7. Nein. Denn der Humanismus entfaltet als „regulative Idee“ – und daher als moralische Vision – seine reale Wirkung. Das humanistische Credo gibt den Menschen die Gewissheit, dass Unterdrückung, Ungleichheit und ein Leben in Furcht nichts sind, was uns schicksalhaft bindet. Wir Menschen sind zur Menschlichkeit fähig! Das ist der Punkt, an dem all jene Systeme unter Rechtfertigungsdruck geraten, welche die Not und Angst der Bevölkerung auf innere und äußere Feinde abschieben, während sie im Gegenzug zu kollektiver Hartherzigkeit, militantem Nationalismus und einer „gemeinwohlorientierten“ Duldung sozialer Ungerechtigkeit verpflichten.

8. Für unser Lebensmodell sind zurzeit solche Verhärtungen am gefährlichsten, die von den trendigen Rechtspopulisten auf der Basis einer „gefühlten Unsicherheit“ im Volk geschürt werden. Dass dieses Gefühl durch die Kriminalstatistik kaum bestätigt wird, ändert nichts an der Dringlichkeit, ihm eine „verantwortungsethische“ Politik entgegenzusetzen, die zweierlei leistet: Einerseits gilt es, sich gegenüber dem Schicksal der Millionen nach Europa Drängenden nicht unmenschlich zu verhärten, die Flüchtenden sterben zu lassen oder wie Vieh in fernen Lagern zu konzentrieren nach dem Motto „Aus den Augen, aus dem Sinn“. Andererseits muss der ungeregelte Zustrom rechtsstaatlich verhindert werden, ansonsten sich auch bei uns ebenjene Politik der Härte durchsetzen wird, für die Worte wie „Humanität“ und „Menschenwürde“ bloß gesinnungsethische Rührseligkeitsfloskeln sind.

9. Dagegen scheinen die Gefahren, die unserer Gesellschaft aus dem sogenannten Posthumanismus erwachsen, vorerst eher utopisch. Worum geht es? Kurz, um die Überwindung des „alten Adam“, seiner Untiefen und Schwächen mithilfe neuer, ans titanenhafte grenzender Technologien. Das beginnt bei der Vorstellung des Cyborgs, eines umweltoptimierten Mensch-Maschine-Wesens, reicht über den genetischen Selbstumbau der humanen Gattung bis hin zu Fantasien des ewigen Lebens.
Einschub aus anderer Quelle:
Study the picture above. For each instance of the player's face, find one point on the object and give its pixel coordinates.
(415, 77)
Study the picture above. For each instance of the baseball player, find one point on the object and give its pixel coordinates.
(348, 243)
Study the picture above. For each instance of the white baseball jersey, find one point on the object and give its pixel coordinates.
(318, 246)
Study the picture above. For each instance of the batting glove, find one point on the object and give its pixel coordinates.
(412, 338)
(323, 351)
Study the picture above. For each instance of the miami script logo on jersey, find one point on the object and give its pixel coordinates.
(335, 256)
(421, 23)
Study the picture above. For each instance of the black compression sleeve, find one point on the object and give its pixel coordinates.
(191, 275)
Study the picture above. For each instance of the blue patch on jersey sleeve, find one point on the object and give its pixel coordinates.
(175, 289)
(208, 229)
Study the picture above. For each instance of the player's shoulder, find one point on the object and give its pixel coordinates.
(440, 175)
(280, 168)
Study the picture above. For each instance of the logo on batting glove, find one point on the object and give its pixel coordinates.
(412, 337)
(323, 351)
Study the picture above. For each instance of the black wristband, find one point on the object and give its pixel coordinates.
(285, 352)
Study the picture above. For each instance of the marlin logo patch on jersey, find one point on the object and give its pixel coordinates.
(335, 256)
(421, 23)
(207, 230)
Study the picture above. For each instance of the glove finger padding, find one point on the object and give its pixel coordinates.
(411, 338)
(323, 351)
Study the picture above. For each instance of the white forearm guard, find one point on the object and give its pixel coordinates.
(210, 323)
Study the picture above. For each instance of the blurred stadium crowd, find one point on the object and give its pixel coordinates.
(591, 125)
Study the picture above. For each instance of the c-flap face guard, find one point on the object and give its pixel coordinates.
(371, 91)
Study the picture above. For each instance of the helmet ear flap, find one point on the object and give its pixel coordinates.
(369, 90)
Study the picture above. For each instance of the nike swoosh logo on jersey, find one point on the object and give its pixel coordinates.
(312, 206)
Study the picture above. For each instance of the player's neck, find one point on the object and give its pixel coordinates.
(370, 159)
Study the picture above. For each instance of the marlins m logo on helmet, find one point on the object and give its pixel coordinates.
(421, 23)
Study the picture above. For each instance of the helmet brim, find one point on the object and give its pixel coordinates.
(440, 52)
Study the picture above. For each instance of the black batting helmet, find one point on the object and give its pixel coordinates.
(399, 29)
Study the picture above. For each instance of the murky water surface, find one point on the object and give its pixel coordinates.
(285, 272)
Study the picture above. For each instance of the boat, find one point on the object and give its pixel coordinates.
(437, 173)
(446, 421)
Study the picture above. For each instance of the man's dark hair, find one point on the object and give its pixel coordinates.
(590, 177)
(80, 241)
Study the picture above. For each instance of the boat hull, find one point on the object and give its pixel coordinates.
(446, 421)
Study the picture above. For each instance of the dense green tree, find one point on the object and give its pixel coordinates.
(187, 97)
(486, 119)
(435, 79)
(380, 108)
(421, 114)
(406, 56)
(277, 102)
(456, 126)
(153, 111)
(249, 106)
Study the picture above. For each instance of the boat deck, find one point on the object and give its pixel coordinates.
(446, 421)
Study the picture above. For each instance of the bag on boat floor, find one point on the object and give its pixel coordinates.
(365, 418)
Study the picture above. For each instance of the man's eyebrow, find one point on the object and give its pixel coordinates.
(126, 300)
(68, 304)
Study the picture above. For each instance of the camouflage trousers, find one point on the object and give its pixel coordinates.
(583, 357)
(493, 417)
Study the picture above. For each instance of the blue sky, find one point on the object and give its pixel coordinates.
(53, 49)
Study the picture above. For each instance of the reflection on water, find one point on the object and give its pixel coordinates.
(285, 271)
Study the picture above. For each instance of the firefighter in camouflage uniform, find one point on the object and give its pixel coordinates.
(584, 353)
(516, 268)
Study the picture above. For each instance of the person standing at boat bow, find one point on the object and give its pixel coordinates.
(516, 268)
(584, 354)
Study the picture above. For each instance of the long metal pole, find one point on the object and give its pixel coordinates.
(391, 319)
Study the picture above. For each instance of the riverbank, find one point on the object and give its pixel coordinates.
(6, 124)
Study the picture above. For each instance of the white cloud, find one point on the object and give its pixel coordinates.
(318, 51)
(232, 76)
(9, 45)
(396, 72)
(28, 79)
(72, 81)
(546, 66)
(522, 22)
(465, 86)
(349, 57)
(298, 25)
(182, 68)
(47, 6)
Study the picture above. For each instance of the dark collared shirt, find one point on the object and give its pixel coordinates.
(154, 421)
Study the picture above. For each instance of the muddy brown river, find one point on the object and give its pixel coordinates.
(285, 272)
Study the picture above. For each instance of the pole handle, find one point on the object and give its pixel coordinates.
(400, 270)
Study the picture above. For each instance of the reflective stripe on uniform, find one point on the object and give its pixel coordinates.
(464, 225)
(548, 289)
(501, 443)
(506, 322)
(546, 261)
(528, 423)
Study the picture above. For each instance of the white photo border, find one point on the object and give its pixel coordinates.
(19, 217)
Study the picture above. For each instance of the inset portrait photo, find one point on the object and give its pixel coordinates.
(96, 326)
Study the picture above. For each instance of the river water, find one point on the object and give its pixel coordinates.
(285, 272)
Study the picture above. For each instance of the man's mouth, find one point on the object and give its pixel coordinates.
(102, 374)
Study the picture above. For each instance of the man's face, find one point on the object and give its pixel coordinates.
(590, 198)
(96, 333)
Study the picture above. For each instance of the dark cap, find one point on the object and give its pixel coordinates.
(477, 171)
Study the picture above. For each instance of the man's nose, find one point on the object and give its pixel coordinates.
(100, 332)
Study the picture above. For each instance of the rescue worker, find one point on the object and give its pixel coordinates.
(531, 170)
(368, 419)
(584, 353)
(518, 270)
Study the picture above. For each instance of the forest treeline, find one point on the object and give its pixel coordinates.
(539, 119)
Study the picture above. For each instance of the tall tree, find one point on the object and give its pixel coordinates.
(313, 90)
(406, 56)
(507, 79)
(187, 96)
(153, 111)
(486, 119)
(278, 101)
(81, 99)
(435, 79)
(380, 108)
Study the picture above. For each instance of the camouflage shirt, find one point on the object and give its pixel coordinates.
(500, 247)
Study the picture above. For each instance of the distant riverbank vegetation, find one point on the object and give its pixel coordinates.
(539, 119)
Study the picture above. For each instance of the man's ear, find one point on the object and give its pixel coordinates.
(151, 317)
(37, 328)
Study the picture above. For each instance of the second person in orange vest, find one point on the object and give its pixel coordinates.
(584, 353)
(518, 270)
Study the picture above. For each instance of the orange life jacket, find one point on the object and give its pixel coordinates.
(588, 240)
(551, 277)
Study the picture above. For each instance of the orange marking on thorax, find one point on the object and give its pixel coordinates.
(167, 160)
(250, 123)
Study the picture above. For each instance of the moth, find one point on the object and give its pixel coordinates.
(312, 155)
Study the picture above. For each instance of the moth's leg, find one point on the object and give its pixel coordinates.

10. Auch wenn wir von der durchgehenden Realisierung der posthumanistischen Ideen weit entfernt sein mögen, so spuken sie doch in den Köpfen unserer Avantgarden und verändern unser Selbstbild, quasi als Vorlaufbewegung in eine totalitäre Richtung. Die dazu erforderlichen institutionellen Fundamente würden eine Gesellschaft erzeugen, die, „jenseits von Freiheit und Würde“, wieder in Klassen der Fremdbestimmtheit zerfiele: Wohllebens-, Schönheits-, Arbeits-, Langlebensklassen, bis hin zu den Superreichen, die nach Unsterblichkeit streben. Noch ein Grund mehr, dass wir uns auf unsere Freiheit – Freiheit zur Selbstbestimmung und Freiheit von staatlicher Repression – unter dem Vorzeichen gleicher Menschenwürde besinnen!